Chemises de Pathé’O : « Mandela n’a pas eu honte. Il n’était pas comme les autres »
Parmi les personnalités du continent parties rendre un dernier hommage à Nelson Mandela en Afrique du Sud, Pathé Ouédraogo, l’un des tailleurs préférés du père de la nation Arc-en-ciel. Car Madiba, contrairement à d’autres dirigeants, n’hésitait pas à porter des chemises africaines en toute circonstance.
À la différence de nombreux dirigeants du continent, Nelson Mandela avait l’habitude de porter des chemises colorées, d’inspiration africaine et réalisées par des couturiers africains. Parmi eux, le tailleur Pathé Ouédraogo, dit Pathé’O, Burkinabè d’origine et Ivoirien d’adoption, qui se souvient avec émotion de sa relation avec Mandela.
Celui-ci découvre son travail en "en 1994 ou 1995" quand la chanteuse Miriam Makeba, de passage en Côte d’Ivoire, vient acheter cinq chemises pour le président sud-africain. Il lui en offre deux supplémentaires pour le grand homme et reçoît "quelques temps après, une lettre écrite de sa main (…). Il me disait : ‘L’Afrique de demain appartient aux créateurs de richesse’".

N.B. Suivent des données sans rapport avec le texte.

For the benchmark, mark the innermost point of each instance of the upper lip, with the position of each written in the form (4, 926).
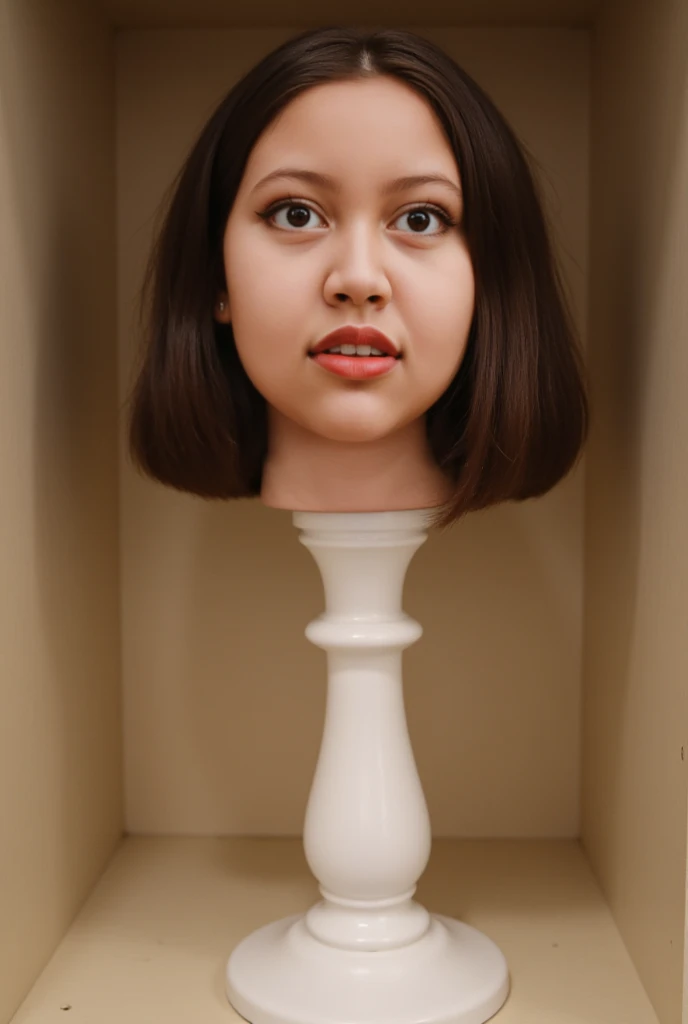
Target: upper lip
(350, 334)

Les deux hommes se rencontreront à Ouagadougou, lors d’un sommet de l’Union africaine, en 1998. Le héros de la lutte contre l’apartheid consacre une demi-heure à celui que d’aucuns décriront alors comme "le couturier de Mandela". Un traducteur facilite leurs échanges. "Très souvent, quand vous êtes reçu par les chefs de l’État, il y a une espèce de barrière entre vous. Mais lui non, quand il est arrivé, il m’a pris comme ça (par le bras), puis il a tâté ma tête, et il m’a dit: ‘cette tête-là, il y a beaucoup de choses dedans’", sourit-il.

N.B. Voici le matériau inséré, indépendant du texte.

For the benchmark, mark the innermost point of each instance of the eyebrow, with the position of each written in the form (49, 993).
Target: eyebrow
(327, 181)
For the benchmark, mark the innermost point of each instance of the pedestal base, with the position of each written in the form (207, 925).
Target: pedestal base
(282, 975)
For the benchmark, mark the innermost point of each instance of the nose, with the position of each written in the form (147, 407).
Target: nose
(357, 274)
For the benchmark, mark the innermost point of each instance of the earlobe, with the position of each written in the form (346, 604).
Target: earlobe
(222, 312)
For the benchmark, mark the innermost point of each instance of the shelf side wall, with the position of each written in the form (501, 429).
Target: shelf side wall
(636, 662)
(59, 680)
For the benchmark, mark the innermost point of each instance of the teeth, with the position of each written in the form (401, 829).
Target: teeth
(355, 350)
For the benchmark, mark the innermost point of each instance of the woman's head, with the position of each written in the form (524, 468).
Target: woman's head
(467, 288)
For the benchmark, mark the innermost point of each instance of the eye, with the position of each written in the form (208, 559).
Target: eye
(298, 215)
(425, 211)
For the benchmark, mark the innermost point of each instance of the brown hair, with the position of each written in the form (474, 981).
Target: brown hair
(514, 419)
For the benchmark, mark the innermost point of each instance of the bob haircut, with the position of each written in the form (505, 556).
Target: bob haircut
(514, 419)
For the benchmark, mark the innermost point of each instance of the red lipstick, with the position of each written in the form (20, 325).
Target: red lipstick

Dans la boutique de Pathé’O, à Treichville, en Côte d’Ivoire. © Hervé Sévi/AFP
"Il fallait oser"
"Il aurait pu dire: ‘c’est qui ça, un couturier, un tailleur ?’ Quel chef d’État va oser toucher un tailleur ? (…) Mais il m’a écouté. Il m’a pris par la main alors qu’il ne m’avait jamais vu. On a marché dans le jardin. (…) La différence avec les autres, c’est qu’en portant mes chemises, il ne s’est jamais dit : ‘Est-ce que ça me va ? Est-ce que je ne suis pas ridicule ? Est-ce que je ne dois pas ressembler à tel ou tel chef d’État ?’"
"C’était quelqu’un qui savait, qui croyait et qui vivait ce qu’il voulait. Il fallait oser. Il n’a pas eu peur de mettre ça. Il n’a pas eu honte. (…) Il n’était pas comme les autres", souligne Pathé’O, en faisant référence à la propension des dirigeants et élites africaines à arborer le costume occidental en toute circonstance.

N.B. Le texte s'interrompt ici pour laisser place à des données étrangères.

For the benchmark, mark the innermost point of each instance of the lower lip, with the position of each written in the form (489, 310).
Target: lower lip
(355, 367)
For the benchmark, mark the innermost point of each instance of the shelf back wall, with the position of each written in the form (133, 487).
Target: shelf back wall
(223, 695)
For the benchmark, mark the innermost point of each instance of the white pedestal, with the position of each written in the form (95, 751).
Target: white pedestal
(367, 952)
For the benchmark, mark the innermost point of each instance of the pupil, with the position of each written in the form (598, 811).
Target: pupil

"Il était comme un père pour moi"
"Comme Mandela est très médiatique… tout le monde a bénéficié de son nom, y compris nous", reconnaît le longiligne tailleur d’environ 60 ans, dont les produits s’acquièrent désormais dans une dizaine de capitales africaines, la chemise valant entre 15 et 120 000 francs CFA (23 à 183 euros). En face de son atelier de Treichville, dans sa jolie boutique bariolée, des photos le montrent aux côtés de Madiba, Koffi Annan, Naomi Campbell, Desmond Tutu, qu’il a habillés ou habille encore… Et depuis la mort de Mandela, la chemise africaine a encore gagné en popularité.
Dans l’atelier de Pathé’O, à Treichville, en Côte d’Ivoire. © Hervé Sévi/AFP
Dans l’atelier, une trentaine de petites mains s’affairent, dans un ronronnement de machines à coudre et de musique, pour répondre à la demande. "Toutes les boutiques appellent depuis dimanche. Pourtant, il y avait un stock spécial pour cela. Mais il n’existe plus. On est en train d’en fabriquer", explique Pathé’O. Qui, de son côté, s’apprêtait à rejoindre l’Afrique du Sud, jeudi, afin de rendre un dernier hommage à Madiba et "pour dire (à sa famille) que je compatis… Il était comme un père pour moi".